Install Active Directory Domain Services
- Start Add Roles and Features on the Azure VM.
- Add the Active Directory Domain Services role and all necessary features.
- Promote this server to a domain controller.
- Select Add a domain controller to an existing domain.
- Enter your domain name and click Select. Provide credentials with sufficient permissions. If you get an error that the wizard can’t find your domain, your DNS settings are probably incorrect.
- Select the correct site name and enter a DSRM password.
- Replicate from any domain controller.
- Change all paths to the 8GB partition (without caching).
- Leave all other options default or configure as required.
- Reboot the virtual machine.
Validate DNS Settings
DC on Azure
When the virtual machine is back online, it probably has static DNS servers configured – this happened because of the AD DC roles. Change this back to Obtain DNS server address automatically. Do this for both IPv4 and IPv6. you probably loose connection to the virtual machine.
The preferred DNS server of your on-premises domain controller should be the domain controller on Azure. The alternate DNS server should point to itself. All other on-premises servers or clients should have the on-premises dc as preferred DNS server.
Virtual Network DNS Settings
The first DNS server should be the DC on Azure and the second DNS server should be the DC on-premises.
DNS Settings DC on Azure
The first DNS server should be the on-premises DC and the second DNS server should be the DC on Azure. Reboot your VM after changing this.
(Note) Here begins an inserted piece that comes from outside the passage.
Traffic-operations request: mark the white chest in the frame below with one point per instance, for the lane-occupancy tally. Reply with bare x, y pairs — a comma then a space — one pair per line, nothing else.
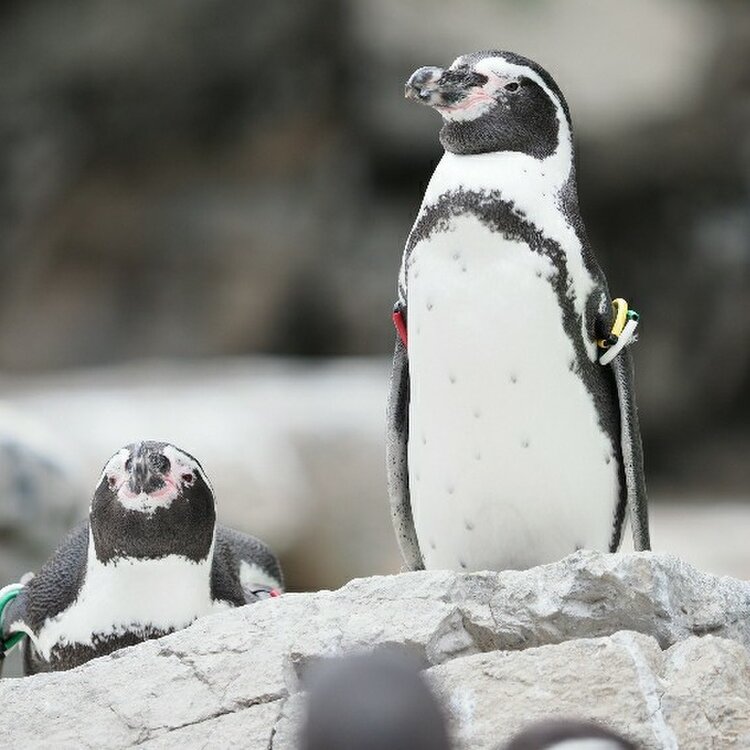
131, 595
508, 464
Validate this change on the VM itself by using ipconfig /all.
Azure AD Connect
Don’t forget to deploy a second pass-through authentication if you are using this. When using hash synchronization think about migrating your Azure AD Connect to the VM on Azure because it probably will have a greater uptime/SLA than your on-premises environment.
That’s all! Validate the replication by using repadmin & the event logs to be sure everything is working as expected. Don’t forget to backup the VM!